Halaman

Sabtu, 28 Maret 2020

Serial Bumi; Novel Lokal dengan Citarasa Global


Serial Bumi - Tere Liye memang bukan jenis buku yang akan saya baca pada pada usia ini, ataupun belasan tahun yang lalu saat saya masih remaja, tentu jika novel itu sudah ada. Bukan karena isinya, tapi semata-mata karena genre. Fantasy tidak pernah jadi pilihan ketika saya dihadapkan pada bacaan novel. Bukan berati saya alergi genre itu, hanya Fantasy tidak akan pernah menjadi pilihan utama. Maka sama seperti ketika istri mendorong saya membaca The Hobbit, adalah Nada yang membuat saya membaca Serial Bumi. Bahkan seperti lingkaran yang tak bersudut, adalah saya yang mengenalkan Nada kepada serial tersebut.

Serial Bumi punya beberapa judul. Saya membaca sampai Bintang (Bumi, Bulan,Matahari dan Bintang. Masih ada Ceros dan Batozar, Komet, Komet Minor, sementara dua yang baru saja terbit adalah Selena dan Nebula). Total ada 9 judul novel dari seri tersebut. Saya meminta Nada untuk menulis resensi setelah selesai membaca novel-novel itu, dan Nada malah bertanya mengapa saya tidak membuat resensi pada buku yang saya baca. Saya sudah melakukannya, hanya memang tidak kepada semua buku yang saya baca. Ia meminta saya mereview juga Serial Bumi. Maka disinilah saya, membuat resensi atas permintaan itu.

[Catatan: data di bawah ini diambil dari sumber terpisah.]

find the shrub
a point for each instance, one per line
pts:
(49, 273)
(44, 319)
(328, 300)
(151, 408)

Petualangan Raib, Seli dan Ali dalam mencari jatidiri juga melawan musuh bebuyutan Si Tanpa Mahkota, mengingatkan saya pada perpaduan antara Harry Potter, The Hobbit, Lord of the Rings, Narnia dan beberapa novel fantasi anak-anak yang populer. Sebagai novel yang terinspirasi dari novel luar, Serial Bumi berhasil memasukan cita rasa, banyolan dan nuansa lokal di setiap serinya. Apakah ia berhasil secara penulisan, alur, tokoh dan kemudian membuat fanbase lokal Indonesia terhadap serial ini? Menurut saya berhasil. Namun membandingkan karya tersebut dengan suksesornya seperti karya-karya JK Rowling, JRR Tolkien atau CS Lewis baik dalam cakupan pembaca dan kualitas cerita tentu akan menjadi tidak adil. Ini sama tidak adilnya membandingkan kualitas cerita, gambar dan ketokohan Gundala dan Kapten Amerika atau Godam dan Superman.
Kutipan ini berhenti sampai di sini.